New financial malware advertised on underground forums, not deployed yet

Jul 14, 2014 14:17 GMT  ·  By

A post on a Russian underground forum offered a new financial malware named Kronos for a full price of $7,000 / €5,140, with a one-week trial period available for $1,000 / €734.

The price alone suggests that this is aimed to be a premium piece of malware, and the initial list of features seems to confirm it. Kronos malware is touted to include regular infostealing capabilities, such as form grabbing and HTML injection for Google Chrome, Mozilla Firefox and Internet Explorer.

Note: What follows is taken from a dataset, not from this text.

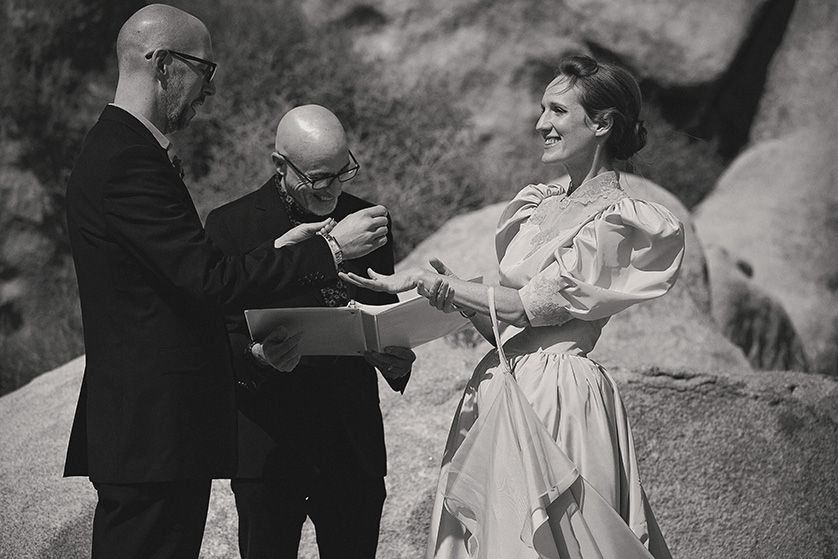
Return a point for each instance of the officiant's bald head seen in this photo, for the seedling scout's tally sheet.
(312, 157)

The post announcing the availability of the new malware family has been found by the security researchers at IBM’s Trusteer, who did not get their hands on a sample for deeper analysis.

It is also advertised as being able to bypass antivirus protection, as well as sandbox environments used by security researchers to analyze the samples. The crooks implemented a rootkit component (for both 32-bit and 64-bit systems) that can protect itself from other Trojans.

“The Trojan uses an undetected injection method to work in a secure process and bypass proactive anti-virus protections,” says the Trusteer translation of the forum post. Furthermore, “the Trojan is able to bypass any hook in usermode functions which bypasses rootkits or sandboxes which use these hooks.”

As it was to be expected, the communication between the infected machine and the command and control server is encrypted.

It appears that the forum post already delivered plenty of information, as they said that “the HTML injection mechanism is compatible with Zeus,” and pointed out that this was most likely because most of the cybercriminals it addresses either used or are still using variants of the Zeus malware.

As such, the developers of Kronos made sure that they wouldn’t have a tough time implementing the web inject component.

Although the price asked may seem high, previous premium malware were sold for as much as $15,000 / €11,000 if delivered with all the modules. However, the Kronos malware writers promised to add new modules to the piece in order to expand its functionality, each of them being charged separately.

Just like regular developers, they are willing to provide bug fixes with each update, which will not be charged.

During the one-week trial, testers will have access to a server hosted specifically for them, with full control of the panel and no imposed limitations.

It is too early to say if Kronos will be indeed the father of Zeus, but the good thing is that security experts and law enforcement now have a name to pin to the Kronos sample when they catch it.